Switch to Threaded View
Hive, mail # user - Reflect MySQL updates into Hive


Copy link to this message
-
Re: Reflect MySQL updates into Hive
Ibrahim Yakti 2012-12-26, 14:56
Thanks Mohammad, I will be waiting ... meanwhile, seems I will get into
HBase and give it a try ... unless someone advised with something
better/easier.
--
Ibrahim
On Wed, Dec 26, 2012 at 5:52 PM, Mohammad Tariq <[EMAIL PROTECTED]> wrote:

> Hello Ibrahim,
>
>            Sorry for the late response. Those replies were for Kshiva. I
> saw his question(exactly same as this one) multiple times on Pig mailing
> list as well, so just thought of giving some pointers to him on how to use
> the list. I should have specified it properly. Apologies for creating the
> nuisance.
>
> Coming back to the actual point, yes the flow is fine. Normally people do
> it like this. But I was looking for some alternate way, so that we don't
> have to go through this long process for the updates. I'll let you know
> once I find something useful. But till now I haven't found anything better
> than whatever Dean sir has suggested. Please, do let me know if you find
> something before me.
>
> Many thanks.
>
>
> Best Regards,
> Tariq
> +91-9741563634
> https://mtariq.jux.com/
>
>
> On Wed, Dec 26, 2012 at 7:24 PM, Ibrahim Yakti <[EMAIL PROTECTED]> wrote:
>
>> After more reading, a suggested scenario looks like:
>>
>> MySQL ---(Extract / Load)---> HDFS ---> Load into HBase --> Read as
>> external in Hive ---(Transform Data & Join Tables)--> Use hive for Joins &
>> Queries ---> Update HBase as needed & Reload in Hive.
>>
>> What do you think please?
>>
>>
>>
>> --
>> Ibrahim
>>
>>
>> On Wed, Dec 26, 2012 at 9:27 AM, Ibrahim Yakti <[EMAIL PROTECTED]> wrote:
>>
>>> Mohammad, I am not sure if the answers & the link were to me or to
>>> Kshiva's question.
>>>
>>> if I have partitioned my data based on status for example, when I run
>>> the update query it will add the updated data on a new partition (success
>>> or shipped for example) and it will keep the old data (confirmed or paid
>>> for example), right?
>>>
>>>
>>> --
>>> Ibrahim
>>>
>>>
>>> On Tue, Dec 25, 2012 at 8:59 AM, Mohammad Tariq <[EMAIL PROTECTED]>wrote:
>>>
>>>> Also, have a look at this :
>>>> http://www.catb.org/~esr/faqs/smart-questions.html
>>>>
>>>> Best Regards,
>>>> Tariq
>>>> +91-9741563634
>>>> https://mtariq.jux.com/
>>>>
>>>>
>>>> On Tue, Dec 25, 2012 at 11:26 AM, Mohammad Tariq <[EMAIL PROTECTED]>wrote:
>>>>
>>>>> Have a look at Beeswax.
>>>>>
>>>>> BTW, do you have access to Google at your station?Same question on the
>>>>> Pig mailing list as well, that too twice.
>>>>>
>>>>> Best Regards,
>>>>> Tariq
>>>>> +91-9741563634
>>>>> https://mtariq.jux.com/
>>>>>
>>>>>
>>>>> On Tue, Dec 25, 2012 at 11:20 AM, Kshiva Kps <[EMAIL PROTECTED]>wrote:
>>>>>
>>>>>> Hi,
>>>>>>
>>>>>> Is there any Hive editors and where we can write 100 to 150 Hive
>>>>>> scripts I'm believing is not essay  to  do in CLI mode all scripts .

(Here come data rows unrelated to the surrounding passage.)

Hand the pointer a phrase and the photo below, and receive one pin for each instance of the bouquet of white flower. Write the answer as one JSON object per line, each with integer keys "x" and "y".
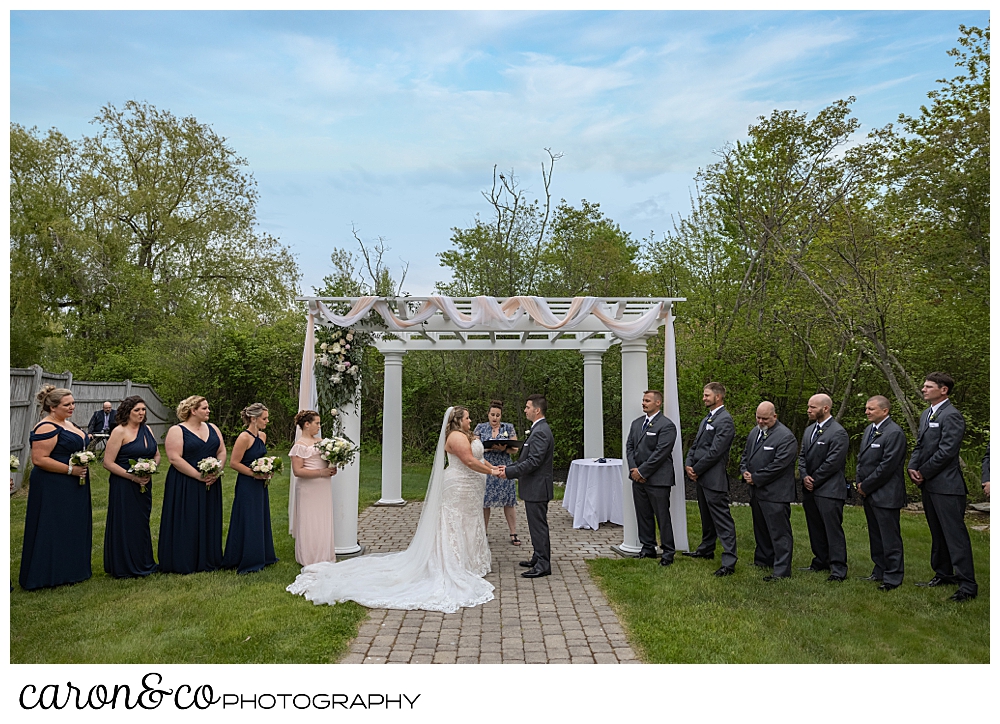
{"x": 142, "y": 468}
{"x": 336, "y": 451}
{"x": 82, "y": 458}
{"x": 269, "y": 466}
{"x": 209, "y": 466}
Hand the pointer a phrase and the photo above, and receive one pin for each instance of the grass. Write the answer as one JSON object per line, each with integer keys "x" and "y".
{"x": 683, "y": 614}
{"x": 217, "y": 617}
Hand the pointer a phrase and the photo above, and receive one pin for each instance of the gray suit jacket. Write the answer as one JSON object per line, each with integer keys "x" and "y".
{"x": 652, "y": 452}
{"x": 824, "y": 459}
{"x": 771, "y": 463}
{"x": 709, "y": 453}
{"x": 936, "y": 453}
{"x": 533, "y": 468}
{"x": 880, "y": 466}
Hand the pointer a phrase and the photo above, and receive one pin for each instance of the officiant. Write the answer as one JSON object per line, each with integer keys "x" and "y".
{"x": 499, "y": 491}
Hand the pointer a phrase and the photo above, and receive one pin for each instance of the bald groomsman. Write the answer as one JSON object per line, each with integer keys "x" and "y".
{"x": 768, "y": 467}
{"x": 822, "y": 457}
{"x": 706, "y": 465}
{"x": 934, "y": 466}
{"x": 880, "y": 484}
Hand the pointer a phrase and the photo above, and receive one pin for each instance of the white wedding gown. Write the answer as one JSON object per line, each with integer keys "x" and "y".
{"x": 443, "y": 567}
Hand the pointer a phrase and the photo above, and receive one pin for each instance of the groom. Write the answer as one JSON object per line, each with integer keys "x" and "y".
{"x": 533, "y": 469}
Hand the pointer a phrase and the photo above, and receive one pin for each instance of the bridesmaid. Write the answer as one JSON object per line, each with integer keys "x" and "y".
{"x": 128, "y": 545}
{"x": 249, "y": 545}
{"x": 499, "y": 491}
{"x": 191, "y": 521}
{"x": 313, "y": 495}
{"x": 58, "y": 530}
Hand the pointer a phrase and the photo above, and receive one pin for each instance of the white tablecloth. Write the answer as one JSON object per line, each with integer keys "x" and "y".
{"x": 594, "y": 493}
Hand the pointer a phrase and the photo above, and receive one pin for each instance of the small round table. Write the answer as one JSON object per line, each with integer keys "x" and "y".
{"x": 594, "y": 493}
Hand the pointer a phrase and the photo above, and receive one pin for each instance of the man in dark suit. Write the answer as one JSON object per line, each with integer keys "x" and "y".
{"x": 649, "y": 453}
{"x": 706, "y": 465}
{"x": 934, "y": 466}
{"x": 533, "y": 471}
{"x": 102, "y": 421}
{"x": 822, "y": 457}
{"x": 768, "y": 467}
{"x": 880, "y": 484}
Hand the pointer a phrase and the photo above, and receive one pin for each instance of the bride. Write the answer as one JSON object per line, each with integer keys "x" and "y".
{"x": 443, "y": 568}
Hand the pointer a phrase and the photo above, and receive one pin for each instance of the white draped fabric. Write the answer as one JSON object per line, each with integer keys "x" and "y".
{"x": 488, "y": 312}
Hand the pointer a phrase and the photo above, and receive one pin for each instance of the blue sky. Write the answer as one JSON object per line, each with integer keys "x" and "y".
{"x": 392, "y": 121}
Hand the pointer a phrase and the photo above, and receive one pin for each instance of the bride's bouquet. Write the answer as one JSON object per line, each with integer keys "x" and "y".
{"x": 337, "y": 451}
{"x": 209, "y": 466}
{"x": 142, "y": 468}
{"x": 82, "y": 458}
{"x": 267, "y": 466}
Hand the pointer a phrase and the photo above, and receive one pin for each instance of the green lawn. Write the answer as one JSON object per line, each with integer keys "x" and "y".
{"x": 683, "y": 614}
{"x": 217, "y": 617}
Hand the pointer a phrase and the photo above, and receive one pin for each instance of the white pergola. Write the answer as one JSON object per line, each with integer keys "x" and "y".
{"x": 587, "y": 325}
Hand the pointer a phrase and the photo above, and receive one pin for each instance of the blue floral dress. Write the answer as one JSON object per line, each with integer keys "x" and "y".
{"x": 500, "y": 493}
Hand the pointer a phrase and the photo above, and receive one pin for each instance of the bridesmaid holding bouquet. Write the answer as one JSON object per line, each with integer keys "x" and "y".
{"x": 313, "y": 530}
{"x": 191, "y": 522}
{"x": 58, "y": 529}
{"x": 249, "y": 544}
{"x": 128, "y": 545}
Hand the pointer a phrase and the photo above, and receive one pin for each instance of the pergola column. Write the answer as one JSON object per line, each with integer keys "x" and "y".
{"x": 635, "y": 381}
{"x": 345, "y": 486}
{"x": 392, "y": 429}
{"x": 593, "y": 404}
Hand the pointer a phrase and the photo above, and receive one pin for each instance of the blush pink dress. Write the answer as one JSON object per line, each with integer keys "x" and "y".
{"x": 313, "y": 511}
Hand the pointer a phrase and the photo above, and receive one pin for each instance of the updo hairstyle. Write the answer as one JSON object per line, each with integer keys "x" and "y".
{"x": 455, "y": 423}
{"x": 252, "y": 412}
{"x": 188, "y": 405}
{"x": 125, "y": 409}
{"x": 50, "y": 396}
{"x": 304, "y": 417}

>>>>>> Like IDE for JAVA /TOAD for SQL pls advice , many thanks
>>>>>>
>>>>>>
>>>>>> Thanks
>>>>>>
>>>>>> On Mon, Dec 24, 2012 at 8:21 PM, Dean Wampler <
>>>>>> [EMAIL PROTECTED]> wrote:
>>>>>>
>>>>>>> This is not as hard as it sounds. The hardest part is setting up the
>>>>>>> incremental query against your MySQL database. Then you can write the
>>>>>>> results to new files in the HDFS directory for the table and Hive will see
>>>>>>> them immediately. Yes, even though Hive doesn't support updates, it doesn't
>>>>>>> care how many files are in the directory. The trick is to avoid lots of
>>>>>>> little files.
>>>>>>>
>>>>>>> As others have suggested, you should consider partitioning the data,
>>>>>>> perhaps by time. Say you import about a few HDFS blocks-worth of data each
>>>>>>> day, then use year/month/day partitioning to speed up your Hive queries.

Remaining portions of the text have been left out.